Chocolate is a huge no-no!

Candies, particularly chocolate, is one of the most common causes of dog poisoning. Chocolate is made from the cocoa bean, and cocoa beans contain caffeine and theobromine . It’s the theobromine in chocolate that is toxic to dogs. Theobromine will increase urination, and affect the central nervous system and heart muscle. The high fat content in chocolate can cause immediate effects like vomiting or diarrhea. If you think your pet may have ingested chocolate, symptoms to watch for include vomiting, diarrhea, lethargy, agitation, increased thirst, an elevated heart rate, and in severe cases, seizures.
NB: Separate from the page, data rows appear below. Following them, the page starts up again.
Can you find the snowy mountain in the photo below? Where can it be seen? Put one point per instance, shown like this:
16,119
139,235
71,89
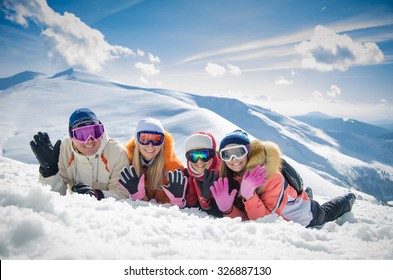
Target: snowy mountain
329,161
344,158
18,79
326,122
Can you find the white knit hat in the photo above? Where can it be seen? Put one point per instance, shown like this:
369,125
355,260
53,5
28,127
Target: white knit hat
149,124
198,141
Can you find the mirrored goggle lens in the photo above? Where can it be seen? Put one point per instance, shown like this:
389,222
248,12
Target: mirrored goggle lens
156,138
204,154
83,133
234,151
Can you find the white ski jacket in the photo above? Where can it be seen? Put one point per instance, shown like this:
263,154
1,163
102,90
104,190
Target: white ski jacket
100,171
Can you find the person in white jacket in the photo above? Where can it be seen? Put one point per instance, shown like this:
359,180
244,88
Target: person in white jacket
87,162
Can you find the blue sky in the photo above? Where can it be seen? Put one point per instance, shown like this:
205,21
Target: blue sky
292,56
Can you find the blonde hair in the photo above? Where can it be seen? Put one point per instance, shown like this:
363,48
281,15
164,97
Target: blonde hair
154,173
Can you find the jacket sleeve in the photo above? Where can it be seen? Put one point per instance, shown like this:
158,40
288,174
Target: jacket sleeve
236,212
115,190
58,182
262,204
255,208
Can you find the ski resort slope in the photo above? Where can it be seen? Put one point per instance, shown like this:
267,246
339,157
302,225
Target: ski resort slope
37,223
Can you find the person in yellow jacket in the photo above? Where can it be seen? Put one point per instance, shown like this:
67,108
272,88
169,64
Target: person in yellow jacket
155,173
87,162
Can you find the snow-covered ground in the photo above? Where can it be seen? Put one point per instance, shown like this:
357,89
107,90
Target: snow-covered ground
36,223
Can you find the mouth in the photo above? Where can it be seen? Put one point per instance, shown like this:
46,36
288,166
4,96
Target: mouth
89,146
150,151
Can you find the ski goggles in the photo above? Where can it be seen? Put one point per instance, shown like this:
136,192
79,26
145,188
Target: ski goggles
238,152
84,133
200,154
146,137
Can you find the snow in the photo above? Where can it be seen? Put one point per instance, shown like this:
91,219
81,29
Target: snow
38,224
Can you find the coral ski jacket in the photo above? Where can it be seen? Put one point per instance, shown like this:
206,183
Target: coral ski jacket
171,163
100,171
276,196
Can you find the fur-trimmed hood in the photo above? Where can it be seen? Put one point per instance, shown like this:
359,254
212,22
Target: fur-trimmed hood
264,153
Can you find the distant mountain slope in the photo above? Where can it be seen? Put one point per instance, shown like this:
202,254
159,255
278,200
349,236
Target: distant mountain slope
18,79
340,125
342,158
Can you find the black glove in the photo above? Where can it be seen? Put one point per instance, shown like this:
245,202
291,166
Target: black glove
204,187
129,180
86,189
46,154
176,183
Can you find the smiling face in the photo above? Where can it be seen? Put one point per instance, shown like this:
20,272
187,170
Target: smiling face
89,148
200,166
149,151
235,164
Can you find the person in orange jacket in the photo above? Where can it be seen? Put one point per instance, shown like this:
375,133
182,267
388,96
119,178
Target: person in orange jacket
155,172
252,169
203,166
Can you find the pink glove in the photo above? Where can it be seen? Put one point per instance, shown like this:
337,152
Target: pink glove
176,190
220,193
251,181
141,193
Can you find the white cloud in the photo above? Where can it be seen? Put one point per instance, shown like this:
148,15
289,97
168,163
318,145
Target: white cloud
317,95
140,52
327,51
153,59
147,68
215,70
233,70
70,40
143,80
282,81
334,91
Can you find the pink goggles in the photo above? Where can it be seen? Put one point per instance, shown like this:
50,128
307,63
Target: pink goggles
84,133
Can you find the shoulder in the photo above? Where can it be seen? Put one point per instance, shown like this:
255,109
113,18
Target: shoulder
170,158
265,153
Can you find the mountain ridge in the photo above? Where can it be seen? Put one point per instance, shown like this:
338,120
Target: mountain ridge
344,159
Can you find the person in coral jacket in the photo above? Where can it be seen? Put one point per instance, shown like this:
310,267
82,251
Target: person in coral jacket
155,172
203,166
251,186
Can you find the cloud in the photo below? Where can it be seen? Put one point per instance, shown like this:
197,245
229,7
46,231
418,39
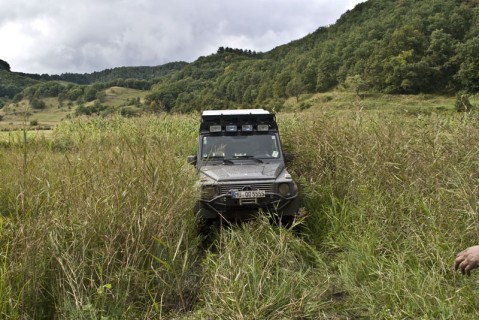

If you suspect chocolate poisoning, rush your dog to your vet.

Other candy treats

Unfortunately dogs aren’t picky when it comes to eating sweet treats and they can gorge themselves on food meant for humans. Eating large amounts of sugary, high-fat candy can lead to pancreatitis in your dog. Potentially fatal, pancreatitis is inflammation of the pancreas and can be extrememly painful. It may not show up for two to four days after the pet ingests the candy. Symptoms can include decreased appetite, vomiting, diarrhea, lethargy, abdominal pain, and potentially, kidney failure or organ damage.

Candy wrappers

Usually when your dog eats your candy, he don’t bother to remove the wrappers. Eating foil and cellophane wrappers, even small ones, can cause very dangerous bowel obstructions, which if severe, can require surgical intervention to correct. Be on the lookout for vomiting, decreased appetite, not defecating, straining to defecate, or lethargy. Your vet may need X-rays to diagnose this problem.

While we may love all the sweet goodies we treat ourselves to at Halloween, we need to remember that our dogs can’t resist them either. We’ve got to be extra careful to keep our dog safe from their own appetite’s this time of year, so that they’ll get to enjoy fun visitors for years to come.